Our inquiry must go back to the question of whether or not Fortune could be sued and recovered against as upon a several liability, that is, was his liability under this surety bond several as well as joint with Kreielsheimer? The surety bond here sued upon is not in express terms either joint or several. Aside from its conditions, it reads as follows:

“Know All Men By These Presents, that we Hayes & Porter, Inc., a corporation, as principal being the *26plaintiff herein, and J. Kreielsheimer, and John Fortune, sureties are held and firmly bound unto the defendants, Amos Wood and Alice Empson in the full sum of $3,400 lawful money of the United States, in which sum we bind ourselves, our assigns, heirs, executors and administrators firmly by these presents—”

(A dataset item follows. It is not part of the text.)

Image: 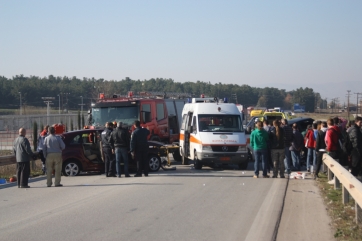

Counsel have not given us the benefit of the citation of any authorities throwing light upon the question of whether or not the bond is, in law, several as well as joint. What independent investigation we have found time to make upon the subject convinces us that after all it is a question of intent on the part of those who execute such obligations, to be determined from the language of the instrument and the circumstances of each particular case. Looked at in this light, and having in view the purpose of the execution of such bonds and the statutes requiring their execution in order to stay proceedings upon appeal, we feel constrained to adopt the view that this is in law a several as well as a joint obligation. Having arrived at this conclusion, we tbiuk it follows as a matter of course that Fortune could have been sued upon the bond separately, and that he was severally as well as jointly liable for the whole amount recovered thereon. This being so, and Empson being no more unfavorably situated than if she had sued Fortune separately, it was not error to render judgment in her favor against Fortune alone, though she was unable to recover against the executors of his cosurety’s estate.

We conclude that the judgment must be affirmed. It is so ordered. Neither Empson nor Fortune will recover costs in this court, but the executors will recover costs in this court against Empson.

Ellis, C. J., Webster, Main, and Fullerton, JJ., concur.